1. I can’t read it – it’s too long! No, it’s not. Even if it is long, try it. It might be worth it. Don’t just toss off a book based on length. It might take you a while, but Wheel of Time, for example, is definitely worth it.
  2. It’s fantasy! I don’t like fantasy! I. Hate. This. This is probably my least favorite one. Fantasy books are as different and varied as other genres. There’s your sword and sorcery stories, your derivative Tolkien fantasy, your really awful sex fantasy…yeah. Just because you don’t like one kind doesn’t mean you won’t like any of them. Try. It. First.
  3.  Only stupid people read trashy teen romances. ARGH! No. You don’t have to be smart to read these novels, but you don’t have to be stupid either! It’s fun to let your brain have candy sometimes. Sugar is fine in doses. So are teen romances. Exclusively doesn’t build your brain, but doesn’t mean you’re stupid, either. Smart people don’t have to be smart all the time. That would be pretty stressful.
  4. You have to read long, weighty books to be smart. Fiction books that take place in our time and look "fun" are not intelligent reading. So. Not. True. Look at Annie on My Mind, for example. Best. Book. Evah. Read it. Anyway, books can be light, and make a point. Often, light humor is the best way to make a point. What do you remember, in the long run? Those conversations that made you laugh, or the ones that upset you? Yeah.
  5. I don’t understand the words. Look at the context. The context, people! I don’t understand a lot of the words in Wheel of Time (i.e. couldn’t define them if you asked me to) but I zip through them just fine, because they fit in the sentence, and I get the idea. If you flip through a book and notice long words, don’t put it down on that basis. Try. Reading. It. That’s all I can say for books – read it first, don’t just toss it. Or you’ll lose a lot of good books that way.

 

 

  1. Just relax your mind and let the words flow. If I did that, I’d never get anywhere. Words don’t just come out on their own. They require thinking. If you’re really good, the thinking comes right on top of the talking, like right now, but not always. Sometimes you have to think. If I relaxed my brain and just wrote, my stories would need to be killed dead for their awfulness. Maybe this is just me, but I don’t like sitting in front of a compy waiting for my brain to think before I start writing. You write, and then you think.
  2. Writer’s Block? Just write – it’ll work itself out. ARGH! I hate it when people say this. I cannot force my writing. If I have writer’s block and I try to write anyway, it. Sounds. So.

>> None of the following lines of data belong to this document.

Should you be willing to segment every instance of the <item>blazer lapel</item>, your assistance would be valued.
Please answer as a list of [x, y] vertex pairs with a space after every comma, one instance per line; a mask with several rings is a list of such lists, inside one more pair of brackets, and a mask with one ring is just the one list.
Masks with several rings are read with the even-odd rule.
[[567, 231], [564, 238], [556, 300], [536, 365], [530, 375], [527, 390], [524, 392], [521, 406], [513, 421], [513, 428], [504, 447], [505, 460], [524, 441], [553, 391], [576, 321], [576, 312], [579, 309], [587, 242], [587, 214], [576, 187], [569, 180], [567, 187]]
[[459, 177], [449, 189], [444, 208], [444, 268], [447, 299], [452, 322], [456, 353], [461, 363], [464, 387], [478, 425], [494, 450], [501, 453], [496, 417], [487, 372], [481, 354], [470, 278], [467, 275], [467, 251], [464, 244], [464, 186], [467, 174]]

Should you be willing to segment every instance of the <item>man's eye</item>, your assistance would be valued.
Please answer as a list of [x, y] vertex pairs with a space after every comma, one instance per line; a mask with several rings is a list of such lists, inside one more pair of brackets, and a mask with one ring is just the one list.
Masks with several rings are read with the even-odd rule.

Forced. It’s clunky and ugly and doesn’t flow, and that just depresses me and makes me more blockedified. You have to wait and let the story figure out what it’s doing. Then you can write. Let your brain sort it out, and then write. Don’t try to work while you’re sorting. You’ll just tie yourself in knots.
  3. People who talk about famous “child” authors who aren’t actually that good. Yes, we know C.P. was fifteen when he wrote Eragon. Yes, I know he’s only eighteen and has a bestselling series. THAT SUCKS LIKE CRAP. I would like to think I can write better than that, or at least more originally, and I’m thirteen! Is the fact that other authors have gotten published at my age supposed to make me feel better? Sorry. Just makes me jealous and depressed, and probably mad at you. Not a good thing.
  4. Try branching out into new genres for writing! No. Just…no. I can’t, frankly. Right now in my life, I’m at a stage where I connect with fantasy, and can write it VERY COMFORTABLY. So when I want to branch out, I’ll branch out, okay! And for now, it’s NONE OF YOUR DAMN BUSINESS.  
  5. People who can’t write for shit criticizing your writing and expecting to be obeyed. Basically, someone who doesn’t write telling you what to do and expecting you to do it. Sure, I love concrit as much as the next person, but I’ll take the advice that I want. If you’re a better writer than me, I’ll be more likely to take it. If you don’t write much…well, I probably won’t. Unless it makes sense, which it rarely does. Not always even concrit. Sometimes just telling you what to name your characters without being asked. This is what I like to call, a “backseat writer” – as annoying as a backseat driver, but often worse.
Okay, got some of my anger out. Bye.